E questo vale in tutti i campi, compresa la moda: ogni stagione si deve tirar fuori una collezione nuova di zecca provando a dar corpo alle proprie idee senza rimanere uguali a se stessi (altro tranello insidioso, oltre a rubare più o meno coscientemente la voce altrui: “cantare” sempre allo stesso modo) pur trovando il modo, anche a costo di “cucirlo tra trama e ordito dei tessuti”, di lasciare inalterato e ben riconoscibile il proprio timbro estetico e concettuale.

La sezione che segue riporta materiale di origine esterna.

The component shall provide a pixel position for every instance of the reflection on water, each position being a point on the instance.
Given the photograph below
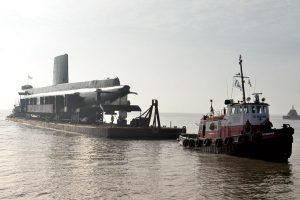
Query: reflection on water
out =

Sono in pochi i giovani fashion designer che riescono a farlo fin da subito – te ne accorgi di solito con il senno del poi, quando vai a riguardarti le prime collezioni e noti subito quel filo rosso che lega il tutto – e tra questi c’è Claudia Ligari, italiana di nascita ed inglese d’adozione, diplomata all’Istituto Marangoni poi al lavoro (part-time) da Missoni e da lì a Londra, alla corte di McQueen, dove è arrivato lo stimolo definitivo a lanciare il proprio, omonimo marchio.

Basta una rapida occhiata alla sua collezione d’esordio – quell’autunno/inverno 2010 in total black o quasi, dalle linee pulite ed eleganti, assolutamente femminili seppur mascoline, come in un dialogo impossibile tra gli anni ’90 e gli anni ’20 e ’30 – per capire che Claudia la sua voce l’ha trovata subito e stagione dopo stagione riesce ad usarla in maniera impeccabile, aggiornandone i concetti ed affinandone l’estetica ed il linguaggio, per arrivare, attraverso un percorso coerente e dinamico che sposta il traguardo ogni volta più in là, fino alla sua ultima fatica – un ritorno al total black dopo una luminosa e bianca primavera/estate – fatta di volumi azzardati e spalline importanti, asimmetrie, stratificazioni e giochi di trasparenze. Una collezione che cita ancora gli anni ’90 e gli strascichi cyperpunk, la rave-culture e l’androginia, con abiti che vivono sul sottile confine tra sperimentale e portabile, riuscendo a combinare con incredibile grazia ed invidiabile semplicità i due mondi, come solo i sognatori che hanno il dono della concretezza riescono a fare.